[Wars of the Rose AH} - Irish Independence?

See above. Could the Irish (under a historical figure of the time or ahistorically created one), have secured their independence and expelled English rule from the island? Perhaps this could have happened if the Wars went longer or were more bloody for England?Bonus points if they also take the Isle of Man to boot!
 
Ireland wasn't exactly unified back then. Too many competing clans, as well as the integrated Hiberneo-Normans and the less integrated English settlers. During the war various Irish groups apparently drove back the Pale to around Dublin. Something will need to be done with the various supporters of the Wars of the Roses who had land in Ireland. Have them fall from grace, their armies destroyed in England, whatever. I feel the Geraldine/FitzGerlads might be a group to look into, if only for how the Cross of St. Patrick in the Union Jack comes from their cost of arms.

http://www.libraryireland.com/JoyceHistory/Roses.php
 
> Ireland wasn't exactly unified back then.

Mhm, but neither was Scotland when William Wallace popped up.

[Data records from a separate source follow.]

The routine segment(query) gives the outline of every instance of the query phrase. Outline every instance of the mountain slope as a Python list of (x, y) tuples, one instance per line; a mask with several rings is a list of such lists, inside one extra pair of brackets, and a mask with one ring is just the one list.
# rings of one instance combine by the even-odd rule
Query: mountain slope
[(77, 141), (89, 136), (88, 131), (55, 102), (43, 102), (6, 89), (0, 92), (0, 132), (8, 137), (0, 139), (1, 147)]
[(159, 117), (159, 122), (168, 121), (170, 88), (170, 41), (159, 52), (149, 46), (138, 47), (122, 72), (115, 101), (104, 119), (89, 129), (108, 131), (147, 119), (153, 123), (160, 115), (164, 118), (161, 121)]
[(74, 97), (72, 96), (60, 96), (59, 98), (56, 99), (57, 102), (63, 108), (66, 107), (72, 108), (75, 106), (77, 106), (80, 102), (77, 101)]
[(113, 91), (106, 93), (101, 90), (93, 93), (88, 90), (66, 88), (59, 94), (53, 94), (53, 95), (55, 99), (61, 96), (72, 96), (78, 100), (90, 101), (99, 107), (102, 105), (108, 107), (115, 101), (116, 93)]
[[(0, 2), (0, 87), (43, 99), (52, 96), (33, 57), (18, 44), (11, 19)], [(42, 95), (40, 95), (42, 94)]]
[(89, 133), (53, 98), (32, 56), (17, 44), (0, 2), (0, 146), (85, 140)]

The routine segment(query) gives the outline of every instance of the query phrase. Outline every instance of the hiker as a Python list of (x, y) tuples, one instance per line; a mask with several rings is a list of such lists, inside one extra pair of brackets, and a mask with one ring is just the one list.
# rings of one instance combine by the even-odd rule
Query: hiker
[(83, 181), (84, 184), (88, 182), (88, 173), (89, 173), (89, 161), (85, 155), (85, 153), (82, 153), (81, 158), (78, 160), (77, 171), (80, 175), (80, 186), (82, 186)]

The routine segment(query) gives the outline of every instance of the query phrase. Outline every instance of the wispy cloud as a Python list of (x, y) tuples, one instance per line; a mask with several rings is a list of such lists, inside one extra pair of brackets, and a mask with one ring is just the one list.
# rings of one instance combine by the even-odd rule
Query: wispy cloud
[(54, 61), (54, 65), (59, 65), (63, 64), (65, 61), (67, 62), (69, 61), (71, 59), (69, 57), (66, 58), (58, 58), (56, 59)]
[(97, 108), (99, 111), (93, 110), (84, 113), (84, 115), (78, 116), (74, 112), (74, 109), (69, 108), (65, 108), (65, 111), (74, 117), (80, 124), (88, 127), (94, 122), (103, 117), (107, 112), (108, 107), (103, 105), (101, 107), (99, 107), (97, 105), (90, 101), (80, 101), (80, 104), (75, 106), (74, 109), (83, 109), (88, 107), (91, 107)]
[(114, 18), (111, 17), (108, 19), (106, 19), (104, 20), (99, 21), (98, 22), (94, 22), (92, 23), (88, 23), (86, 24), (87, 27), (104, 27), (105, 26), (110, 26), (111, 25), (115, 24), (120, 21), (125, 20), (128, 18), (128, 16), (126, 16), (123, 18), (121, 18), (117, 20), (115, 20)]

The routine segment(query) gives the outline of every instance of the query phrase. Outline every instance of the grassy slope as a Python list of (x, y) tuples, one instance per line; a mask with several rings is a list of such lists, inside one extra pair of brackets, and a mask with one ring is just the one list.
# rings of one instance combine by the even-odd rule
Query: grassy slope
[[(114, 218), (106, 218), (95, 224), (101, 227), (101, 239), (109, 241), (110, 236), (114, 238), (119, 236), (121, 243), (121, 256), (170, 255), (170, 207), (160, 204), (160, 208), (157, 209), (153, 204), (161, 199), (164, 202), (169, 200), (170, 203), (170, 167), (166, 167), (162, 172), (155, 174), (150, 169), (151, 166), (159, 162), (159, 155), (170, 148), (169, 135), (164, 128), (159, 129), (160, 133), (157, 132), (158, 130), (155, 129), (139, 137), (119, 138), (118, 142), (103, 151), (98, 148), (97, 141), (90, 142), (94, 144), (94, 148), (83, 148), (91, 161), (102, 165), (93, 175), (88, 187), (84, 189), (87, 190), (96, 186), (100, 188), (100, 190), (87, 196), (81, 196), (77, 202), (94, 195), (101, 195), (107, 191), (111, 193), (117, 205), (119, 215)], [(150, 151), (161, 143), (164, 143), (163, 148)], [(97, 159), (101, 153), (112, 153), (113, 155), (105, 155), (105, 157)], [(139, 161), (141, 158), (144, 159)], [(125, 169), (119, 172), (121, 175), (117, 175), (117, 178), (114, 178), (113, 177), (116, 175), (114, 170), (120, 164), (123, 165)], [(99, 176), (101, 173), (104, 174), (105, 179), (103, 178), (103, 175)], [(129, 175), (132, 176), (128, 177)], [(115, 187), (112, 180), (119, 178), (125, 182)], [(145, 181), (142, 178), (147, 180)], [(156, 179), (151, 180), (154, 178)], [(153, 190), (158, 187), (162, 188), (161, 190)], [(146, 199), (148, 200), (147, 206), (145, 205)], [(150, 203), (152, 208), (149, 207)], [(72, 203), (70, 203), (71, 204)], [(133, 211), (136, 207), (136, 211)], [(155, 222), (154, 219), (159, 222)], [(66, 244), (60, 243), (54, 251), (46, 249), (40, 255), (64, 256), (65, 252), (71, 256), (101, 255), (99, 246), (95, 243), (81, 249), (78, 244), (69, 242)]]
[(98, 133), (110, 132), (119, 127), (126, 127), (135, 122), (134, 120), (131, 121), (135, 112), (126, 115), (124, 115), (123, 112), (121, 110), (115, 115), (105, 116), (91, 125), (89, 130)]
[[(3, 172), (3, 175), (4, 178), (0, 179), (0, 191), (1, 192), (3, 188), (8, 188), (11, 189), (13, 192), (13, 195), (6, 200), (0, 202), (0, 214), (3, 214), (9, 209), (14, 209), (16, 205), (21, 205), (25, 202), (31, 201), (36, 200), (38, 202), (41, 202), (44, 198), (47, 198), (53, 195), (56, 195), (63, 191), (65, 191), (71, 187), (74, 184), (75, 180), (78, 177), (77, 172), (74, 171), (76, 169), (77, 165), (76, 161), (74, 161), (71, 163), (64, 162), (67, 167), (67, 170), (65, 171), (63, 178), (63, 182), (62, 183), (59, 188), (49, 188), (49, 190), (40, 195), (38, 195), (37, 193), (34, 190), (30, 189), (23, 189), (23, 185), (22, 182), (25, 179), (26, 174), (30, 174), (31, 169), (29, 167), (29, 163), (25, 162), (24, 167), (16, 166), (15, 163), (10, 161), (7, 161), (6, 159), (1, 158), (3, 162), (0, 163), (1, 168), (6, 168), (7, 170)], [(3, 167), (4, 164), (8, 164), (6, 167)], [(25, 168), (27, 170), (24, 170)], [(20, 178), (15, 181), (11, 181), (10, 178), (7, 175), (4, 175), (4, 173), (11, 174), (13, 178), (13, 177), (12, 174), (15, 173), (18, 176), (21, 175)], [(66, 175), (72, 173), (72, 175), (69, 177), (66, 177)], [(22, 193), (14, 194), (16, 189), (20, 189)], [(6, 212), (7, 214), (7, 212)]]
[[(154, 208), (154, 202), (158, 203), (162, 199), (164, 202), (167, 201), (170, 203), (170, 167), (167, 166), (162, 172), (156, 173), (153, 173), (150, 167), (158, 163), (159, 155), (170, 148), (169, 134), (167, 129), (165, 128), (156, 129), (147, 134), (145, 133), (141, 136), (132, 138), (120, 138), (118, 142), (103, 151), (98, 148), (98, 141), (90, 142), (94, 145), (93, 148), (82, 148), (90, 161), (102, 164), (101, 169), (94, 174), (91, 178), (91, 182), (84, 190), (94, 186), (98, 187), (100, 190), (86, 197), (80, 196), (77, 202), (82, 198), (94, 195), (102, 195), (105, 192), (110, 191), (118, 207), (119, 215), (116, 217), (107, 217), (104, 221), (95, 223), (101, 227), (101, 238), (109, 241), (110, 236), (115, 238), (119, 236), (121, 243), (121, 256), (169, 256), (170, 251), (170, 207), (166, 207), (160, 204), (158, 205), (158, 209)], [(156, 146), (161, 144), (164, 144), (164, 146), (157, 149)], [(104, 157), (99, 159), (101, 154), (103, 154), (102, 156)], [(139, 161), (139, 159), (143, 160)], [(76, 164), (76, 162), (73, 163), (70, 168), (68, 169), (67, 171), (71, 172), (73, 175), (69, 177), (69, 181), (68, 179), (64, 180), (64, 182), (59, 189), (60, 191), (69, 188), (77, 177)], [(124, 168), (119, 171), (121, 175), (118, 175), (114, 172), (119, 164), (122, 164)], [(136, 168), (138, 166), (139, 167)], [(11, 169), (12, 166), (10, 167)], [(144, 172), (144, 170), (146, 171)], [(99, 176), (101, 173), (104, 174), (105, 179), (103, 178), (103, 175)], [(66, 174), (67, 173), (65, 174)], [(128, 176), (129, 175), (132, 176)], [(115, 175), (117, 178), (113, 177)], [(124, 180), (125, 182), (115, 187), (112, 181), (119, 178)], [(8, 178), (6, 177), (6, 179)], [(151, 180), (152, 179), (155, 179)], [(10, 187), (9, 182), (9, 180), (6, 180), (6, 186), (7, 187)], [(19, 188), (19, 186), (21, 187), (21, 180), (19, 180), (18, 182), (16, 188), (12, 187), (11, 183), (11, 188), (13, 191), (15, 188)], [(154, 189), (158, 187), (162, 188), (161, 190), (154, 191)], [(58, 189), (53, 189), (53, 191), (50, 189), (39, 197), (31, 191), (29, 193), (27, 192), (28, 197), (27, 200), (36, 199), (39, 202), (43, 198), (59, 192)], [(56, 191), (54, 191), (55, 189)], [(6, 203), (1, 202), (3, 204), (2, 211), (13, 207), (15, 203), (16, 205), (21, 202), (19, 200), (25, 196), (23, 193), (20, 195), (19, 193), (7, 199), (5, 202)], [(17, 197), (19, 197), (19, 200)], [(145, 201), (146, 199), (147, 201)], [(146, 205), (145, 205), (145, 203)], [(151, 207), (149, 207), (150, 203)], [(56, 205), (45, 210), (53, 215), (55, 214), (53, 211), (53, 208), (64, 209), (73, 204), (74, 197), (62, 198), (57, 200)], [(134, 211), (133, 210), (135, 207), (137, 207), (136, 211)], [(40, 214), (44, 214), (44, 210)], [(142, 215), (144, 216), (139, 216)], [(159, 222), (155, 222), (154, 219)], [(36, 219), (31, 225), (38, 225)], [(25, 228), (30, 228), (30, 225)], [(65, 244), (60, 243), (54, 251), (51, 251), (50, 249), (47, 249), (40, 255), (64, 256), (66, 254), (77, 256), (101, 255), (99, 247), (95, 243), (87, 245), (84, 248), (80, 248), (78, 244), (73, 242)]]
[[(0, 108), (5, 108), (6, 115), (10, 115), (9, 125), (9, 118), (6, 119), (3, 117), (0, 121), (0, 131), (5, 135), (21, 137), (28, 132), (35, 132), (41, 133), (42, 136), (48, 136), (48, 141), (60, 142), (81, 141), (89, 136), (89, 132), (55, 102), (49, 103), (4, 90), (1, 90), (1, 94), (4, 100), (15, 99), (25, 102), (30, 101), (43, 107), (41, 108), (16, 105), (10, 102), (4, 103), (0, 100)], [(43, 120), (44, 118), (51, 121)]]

> Too many competing clans, as well as the integrated Hiberneo-Normans and the less integrated English settlers. During the war various Irish groups apparently drove back the Pale to around Dublin. Something will need to be done with the various supporters of the Wars of the Roses who had land in Ireland. Have them fall from grace, their armies destroyed in England, whatever. I feel the Geraldine/FitzGerlads might be a group to look into, if only for how the Cross of St. Patrick in the Union Jack comes from their cost of arms.

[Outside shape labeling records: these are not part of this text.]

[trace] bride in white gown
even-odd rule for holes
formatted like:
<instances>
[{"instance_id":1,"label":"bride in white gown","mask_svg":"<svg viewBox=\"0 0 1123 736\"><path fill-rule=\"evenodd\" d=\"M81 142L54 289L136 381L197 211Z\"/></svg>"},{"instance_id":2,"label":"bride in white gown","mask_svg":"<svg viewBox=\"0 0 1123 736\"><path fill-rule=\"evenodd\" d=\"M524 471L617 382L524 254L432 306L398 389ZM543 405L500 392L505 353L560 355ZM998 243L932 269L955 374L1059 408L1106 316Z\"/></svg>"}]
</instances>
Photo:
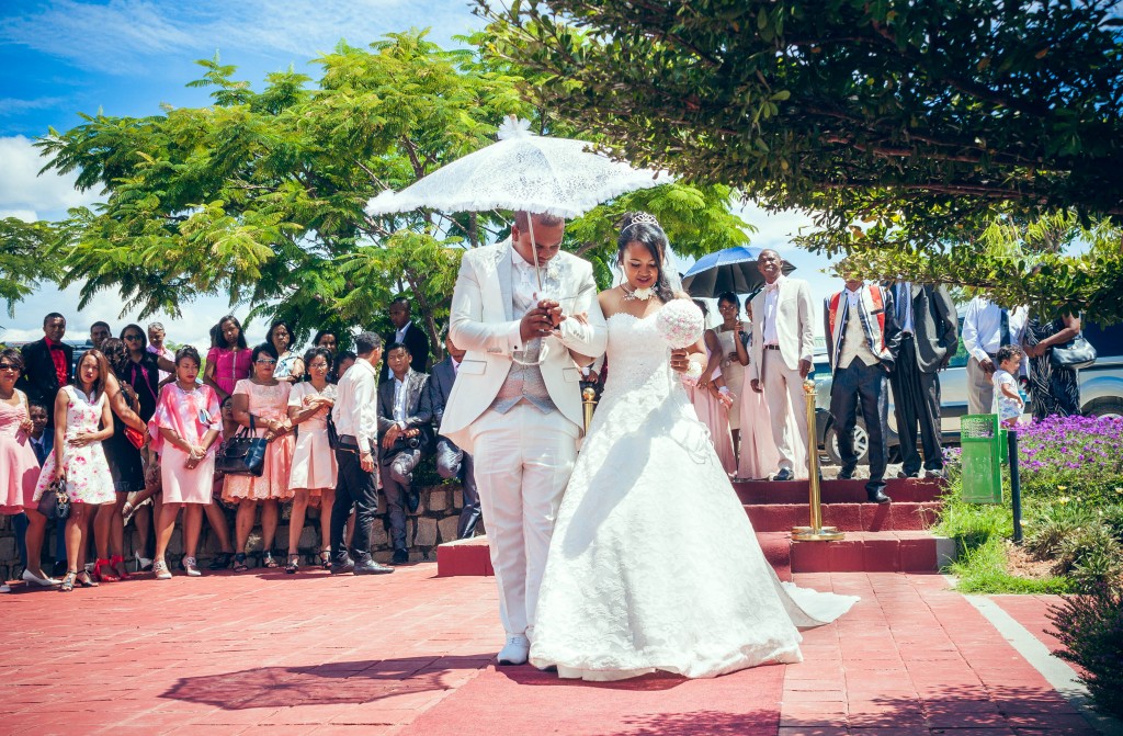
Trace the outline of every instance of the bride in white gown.
<instances>
[{"instance_id":1,"label":"bride in white gown","mask_svg":"<svg viewBox=\"0 0 1123 736\"><path fill-rule=\"evenodd\" d=\"M626 283L600 294L609 379L558 510L530 662L563 678L709 678L800 662L800 628L857 598L782 583L678 375L655 316L673 297L666 235L626 219ZM690 348L702 352L701 346Z\"/></svg>"}]
</instances>

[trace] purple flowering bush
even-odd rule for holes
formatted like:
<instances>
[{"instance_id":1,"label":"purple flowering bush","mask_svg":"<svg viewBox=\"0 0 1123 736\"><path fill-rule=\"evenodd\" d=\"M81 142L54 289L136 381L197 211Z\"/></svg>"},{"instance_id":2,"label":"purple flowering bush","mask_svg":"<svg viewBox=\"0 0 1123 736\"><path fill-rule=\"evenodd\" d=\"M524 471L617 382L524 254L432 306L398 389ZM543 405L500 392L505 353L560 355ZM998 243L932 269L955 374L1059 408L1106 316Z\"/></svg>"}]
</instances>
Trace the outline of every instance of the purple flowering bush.
<instances>
[{"instance_id":1,"label":"purple flowering bush","mask_svg":"<svg viewBox=\"0 0 1123 736\"><path fill-rule=\"evenodd\" d=\"M1123 502L1123 420L1047 417L1019 429L1022 493Z\"/></svg>"}]
</instances>

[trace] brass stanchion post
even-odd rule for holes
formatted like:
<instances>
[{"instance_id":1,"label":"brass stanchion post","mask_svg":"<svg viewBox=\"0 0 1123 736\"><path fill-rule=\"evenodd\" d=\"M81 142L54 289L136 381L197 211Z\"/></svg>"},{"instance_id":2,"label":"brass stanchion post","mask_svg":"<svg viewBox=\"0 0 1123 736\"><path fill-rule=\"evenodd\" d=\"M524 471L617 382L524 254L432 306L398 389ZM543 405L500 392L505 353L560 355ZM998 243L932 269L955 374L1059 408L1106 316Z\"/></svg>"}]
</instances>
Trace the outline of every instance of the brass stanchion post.
<instances>
[{"instance_id":1,"label":"brass stanchion post","mask_svg":"<svg viewBox=\"0 0 1123 736\"><path fill-rule=\"evenodd\" d=\"M792 538L796 542L836 542L846 537L836 527L823 526L821 490L819 488L819 442L815 435L815 382L810 378L803 382L803 398L807 402L807 485L811 488L811 526L794 527Z\"/></svg>"}]
</instances>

I'd imagine the Hiberno-Normans would be much the same as the Normans in Scotland (of which Wallace might have been one): Largely acceptable at this point in time.
 
> Ireland wasn't exactly unified back then.

Mhm, but neither was Scotland when William Wallace popped up.

I'd imagine the Hiberno-Normans would be much the same as the Normans in Scotland (of which Wallace might have been one): Largely acceptable at this point in time.

Wallace was significant, but he was defeated and killed. Scotland found in Robert Bruce a clear leader (of Norman ancestry) who sorta managed to unify the country, among other things, because of his ancestry connected to a pre-existing royal line, which Ireland, AFAIK, lacked.
 
Ireland lacks an established royal line, yeah. Pretty much anyone in Ireland can call back a lineage to one petty king or hero. Having someone of a neutral background unattached to the various feuds and issues might be for the best? I mean Edward Bruce was offered the High Kingship of Ireland in the 1300s when his claims were somewhat historical in nature. Another person rising to the fore a century and a half later might not have been impossible...
 
It's also a bit of an overstatement to say England ruled Ireland. The Kings of England may be Lords of Ireland but they tended to rule through local lords.